“Valve did know that its conduct involved an unreasonable risk of infringement”
Valve has been ordered to pay a fine of US$4million in damages to third-party controller company SCUF following the conclusion of a copyright infringement trial.
This is according to a Law.com report detailing the trial. The week-long trial, which began in January through Zoom due to the ongoing pandemic, concluded with the jury finding Valve guilty of infringing a SCUF controller design patent from 2013.
The SCUF controller design patent included back pedals that players would have controlled with their middle fingers. The controller was first showcased during the 2014 CES show, after which Valve was warned of its potential infringement.
Valve reportedly ignored the warning and launched its own controller for Steam in 2015 with the same back pedal feature, before pulling the product in 2019. The controller had sold over 1.6million units.

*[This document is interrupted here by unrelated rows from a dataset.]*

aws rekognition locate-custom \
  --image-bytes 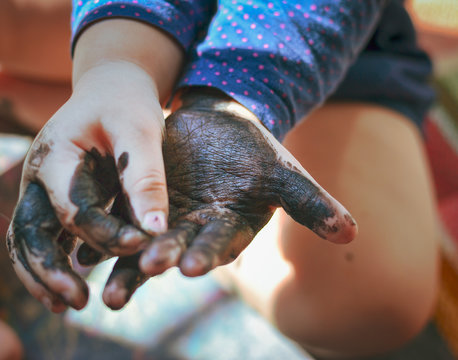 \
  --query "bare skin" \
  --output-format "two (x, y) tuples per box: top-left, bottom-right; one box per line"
(79, 89), (357, 309)
(8, 19), (182, 312)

“Valve did know that its conduct involved an unreasonable risk of infringement, but it simply proceeded to infringe anyway — the classic David and Goliath story: Goliath does what Goliath wants to do,” SCUF lawyer Robert Becker said during the trial.
It is currently unclear if Valve will seek to file an appeal against the jury’s ruling.
SCUF’s patented controller technology has since caught on in a big way, with Microsoft licensing the design from SCUF for its Xbox Elite controllers.
The US$4million fine is the second fine Valve has been ordered to pay in 2021. The compnay was splanned with a £1.42million fan in January for geo-blocking games in Europe, in violation of EU competition laws. Other companies like Capcom, Bandai Namco, ZeniMax, Koch Media and Focus Home were also fined.